Sunday School at 9 am | worship at 10 am

The Struggle

I have long wondered what it would be like to have a body that does what I tell it to do. When I wake up in the morning, I usually tell my body to get up and go to the gym to exercise. Most of the time my body obeys, but under protest. I tell my body to run, but my body doesn’t like to run unless it has a ball in its hands. So I grab a basketball and begin my routine of running and shooting the ball. During the course of my time on the court I tell my body to jump. My body just laughs at me (at least I think that’s what it’s doing). How else could I describe that vertical three inch leap? In the evenings when I sit in my recliner to relax and watch something on TV, my body often refuses to participate. It goes to sleep without warning. It gains weight when I’m not looking. Although my body generally does what I ask it to do these days, it does it slower and not nearly as well—much to my chagrin. I’m concerned that someday my body might not even respond to my requests at all. It’s really frustrating.

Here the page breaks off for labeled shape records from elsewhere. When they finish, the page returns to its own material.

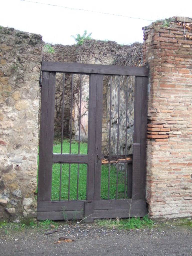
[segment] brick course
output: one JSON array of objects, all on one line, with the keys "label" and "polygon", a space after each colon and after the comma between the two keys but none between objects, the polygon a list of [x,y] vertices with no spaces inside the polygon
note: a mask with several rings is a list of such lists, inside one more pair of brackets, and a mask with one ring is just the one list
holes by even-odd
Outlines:
[{"label": "brick course", "polygon": [[147,198],[154,218],[192,216],[192,34],[179,18],[143,28],[150,70]]}]

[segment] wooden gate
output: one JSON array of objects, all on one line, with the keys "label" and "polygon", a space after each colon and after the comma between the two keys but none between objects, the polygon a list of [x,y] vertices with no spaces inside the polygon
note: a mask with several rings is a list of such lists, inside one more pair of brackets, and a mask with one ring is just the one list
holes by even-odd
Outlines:
[{"label": "wooden gate", "polygon": [[[40,136],[39,169],[37,202],[37,219],[38,220],[46,219],[52,220],[78,219],[86,218],[85,221],[92,221],[93,219],[104,218],[127,218],[142,217],[147,212],[145,199],[146,179],[146,128],[147,99],[148,69],[144,67],[136,67],[115,66],[84,64],[48,61],[42,62],[42,83]],[[63,127],[62,126],[61,150],[60,153],[54,153],[54,126],[55,94],[56,73],[63,74],[63,90],[65,74],[66,73],[86,74],[89,76],[89,119],[88,150],[87,154],[80,154],[79,148],[77,154],[71,153],[72,117],[70,122],[69,153],[62,152]],[[127,110],[129,102],[127,92],[126,104],[126,131],[119,130],[118,125],[117,155],[104,157],[102,154],[102,101],[103,78],[104,75],[116,76],[120,77],[135,76],[134,128],[133,153],[132,156],[127,154],[126,127],[127,125]],[[110,120],[109,124],[109,146],[111,145],[111,78]],[[128,79],[128,78],[127,78]],[[71,84],[71,102],[73,100],[72,77]],[[119,88],[120,87],[119,86]],[[119,96],[118,118],[119,111]],[[64,93],[63,92],[63,93]],[[64,94],[63,94],[64,95]],[[61,125],[63,121],[63,113]],[[72,103],[71,103],[71,105]],[[72,107],[71,107],[72,108]],[[80,115],[81,115],[80,105]],[[72,108],[71,109],[72,112]],[[118,142],[120,132],[125,133],[125,149],[124,154],[120,155],[118,150]],[[80,132],[79,134],[80,134]],[[109,196],[110,168],[113,163],[123,163],[124,165],[124,197],[119,199],[118,173],[116,171],[116,196],[113,199]],[[107,163],[109,165],[108,197],[101,198],[101,170],[102,165]],[[52,166],[58,163],[60,165],[59,198],[51,199],[51,190]],[[71,165],[78,164],[77,198],[71,200],[70,195],[70,171]],[[62,165],[67,164],[69,167],[68,198],[63,200],[61,196],[62,189],[61,182]],[[87,165],[86,197],[84,200],[78,198],[78,187],[80,165]],[[119,173],[118,173],[119,172]],[[121,174],[121,175],[122,175]],[[124,174],[123,174],[124,175]]]}]

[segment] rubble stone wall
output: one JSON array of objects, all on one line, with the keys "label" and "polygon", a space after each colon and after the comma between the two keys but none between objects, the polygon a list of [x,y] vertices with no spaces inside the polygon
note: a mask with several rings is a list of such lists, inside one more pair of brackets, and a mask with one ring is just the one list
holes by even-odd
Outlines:
[{"label": "rubble stone wall", "polygon": [[0,221],[36,216],[42,45],[0,27]]}]

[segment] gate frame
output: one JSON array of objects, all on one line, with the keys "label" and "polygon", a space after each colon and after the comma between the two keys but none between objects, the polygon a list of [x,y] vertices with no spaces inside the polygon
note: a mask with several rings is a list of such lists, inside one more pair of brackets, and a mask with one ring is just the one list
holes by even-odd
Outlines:
[{"label": "gate frame", "polygon": [[[87,222],[95,218],[143,217],[147,213],[145,197],[146,128],[148,69],[145,67],[87,64],[62,62],[42,62],[42,82],[39,160],[37,199],[38,220],[74,218],[86,219]],[[89,127],[88,144],[91,138],[91,152],[87,155],[54,154],[55,74],[56,72],[90,75],[90,93],[95,102],[89,97],[88,125],[97,122],[100,129]],[[103,77],[103,75],[135,76],[135,98],[132,196],[131,199],[101,200],[100,187],[95,186],[98,181],[101,166]],[[93,114],[92,114],[93,113]],[[93,141],[94,143],[93,143]],[[88,146],[89,147],[89,146]],[[89,157],[88,157],[89,156]],[[75,158],[75,160],[74,158]],[[54,163],[88,164],[87,200],[51,200],[52,166]],[[89,166],[94,163],[94,171],[89,172]],[[100,180],[100,177],[99,178]],[[65,209],[64,216],[63,209]],[[90,217],[90,215],[92,216]]]}]

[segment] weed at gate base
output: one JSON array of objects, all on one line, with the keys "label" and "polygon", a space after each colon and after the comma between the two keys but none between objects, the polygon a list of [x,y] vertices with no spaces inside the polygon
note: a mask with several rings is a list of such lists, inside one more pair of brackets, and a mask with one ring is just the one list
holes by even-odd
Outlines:
[{"label": "weed at gate base", "polygon": [[150,228],[152,227],[154,222],[149,219],[147,215],[142,218],[139,217],[130,219],[107,219],[99,220],[97,221],[97,225],[118,229],[137,229]]}]

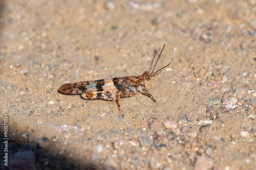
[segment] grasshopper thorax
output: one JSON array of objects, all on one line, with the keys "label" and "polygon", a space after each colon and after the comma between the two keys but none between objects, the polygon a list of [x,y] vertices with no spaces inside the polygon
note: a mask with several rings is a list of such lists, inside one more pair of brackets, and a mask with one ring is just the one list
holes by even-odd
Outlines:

Paul describes in the Book of Romans a much deeper frustration—one with which only Christians can identify and one with which all Christians can identify. The Christian’s agony comes from realizing that our sinful flesh refuses to respond to the requirements of God’s Law. Those things which we as Christians despise we find ourselves doing. Those things which we as Christians desire we fail to accomplish. No matter how much we may wish to serve God in our minds, we find ourselves sinning in our bodies. As Paul describes his frustration in Romans 7, with his mind he desires to serve God. He agrees with the Law of God and rejoices in it. He wants to do what is right, but his body will not respond. He watches, almost as a third party, as sin sends a signal to his body, and his body obediently responds by asking, “What would you like to do?” Paul finds, as we do, that while our fleshly bodies refuse to obey God and do that which we desire and which delights God, they quickly and eagerly respond to the impulses and desires aroused by sin.

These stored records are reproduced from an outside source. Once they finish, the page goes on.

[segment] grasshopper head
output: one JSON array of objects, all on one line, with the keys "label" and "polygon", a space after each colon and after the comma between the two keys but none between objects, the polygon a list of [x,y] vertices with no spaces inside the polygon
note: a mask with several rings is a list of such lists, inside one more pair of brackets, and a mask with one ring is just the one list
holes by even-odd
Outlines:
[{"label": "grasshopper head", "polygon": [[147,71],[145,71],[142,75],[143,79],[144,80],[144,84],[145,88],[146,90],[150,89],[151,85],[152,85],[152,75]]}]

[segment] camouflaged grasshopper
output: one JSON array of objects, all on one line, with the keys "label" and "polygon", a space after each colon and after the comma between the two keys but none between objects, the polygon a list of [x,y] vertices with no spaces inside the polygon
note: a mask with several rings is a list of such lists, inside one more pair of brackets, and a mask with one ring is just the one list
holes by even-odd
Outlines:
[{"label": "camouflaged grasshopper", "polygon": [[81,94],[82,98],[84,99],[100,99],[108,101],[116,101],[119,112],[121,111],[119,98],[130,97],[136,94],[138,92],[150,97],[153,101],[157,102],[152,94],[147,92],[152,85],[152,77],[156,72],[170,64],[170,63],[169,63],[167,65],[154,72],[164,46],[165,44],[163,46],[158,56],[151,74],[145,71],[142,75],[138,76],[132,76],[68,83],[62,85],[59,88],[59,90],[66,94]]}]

Before we go any further, I have to pause and ask—is this the kind of life God wants me to live? I want to say no. I want to say that God does not want me to struggle with sin. But Romans 7 tells me something different. God is saying something here that we need to pay attention to.

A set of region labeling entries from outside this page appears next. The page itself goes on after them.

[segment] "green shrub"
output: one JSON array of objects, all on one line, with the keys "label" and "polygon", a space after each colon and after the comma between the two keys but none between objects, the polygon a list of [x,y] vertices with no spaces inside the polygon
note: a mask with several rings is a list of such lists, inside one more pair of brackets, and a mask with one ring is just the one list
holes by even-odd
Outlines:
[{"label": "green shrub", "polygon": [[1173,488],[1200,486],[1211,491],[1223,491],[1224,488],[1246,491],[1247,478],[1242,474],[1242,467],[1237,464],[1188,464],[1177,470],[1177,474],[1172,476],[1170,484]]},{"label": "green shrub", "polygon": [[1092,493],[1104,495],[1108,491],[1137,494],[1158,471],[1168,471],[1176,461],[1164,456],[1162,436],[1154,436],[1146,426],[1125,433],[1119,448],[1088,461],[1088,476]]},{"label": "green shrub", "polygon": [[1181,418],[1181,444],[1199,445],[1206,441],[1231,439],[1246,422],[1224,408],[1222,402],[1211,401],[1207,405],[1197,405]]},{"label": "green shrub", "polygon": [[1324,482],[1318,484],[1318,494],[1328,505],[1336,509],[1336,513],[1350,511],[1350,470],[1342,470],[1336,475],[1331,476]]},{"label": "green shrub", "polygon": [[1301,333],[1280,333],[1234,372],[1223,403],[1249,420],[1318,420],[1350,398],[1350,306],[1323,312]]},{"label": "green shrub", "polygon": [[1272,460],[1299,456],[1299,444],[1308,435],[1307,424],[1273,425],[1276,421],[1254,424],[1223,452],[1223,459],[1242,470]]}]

God wants you to go through Romans 7. He wants you to struggle with sin because that experience is meant to drive you into the arms of Jesus Christ. The struggle that you are undergoing in your life now doesn’t mean you’re a failure. It doesn’t mean you’re a bad person. God intends for you to struggle with sin so that in your struggle, you would be stripped of your self-reliance and begin to trust in God and God alone. Does the fact that you struggle make you a failure? No. Does it make you a bad person? No. Does it make you a loser? No. Does it make you a sub-standard Christian? No. Do you know what it makes you? It makes you an excellent candidate for the grace of God.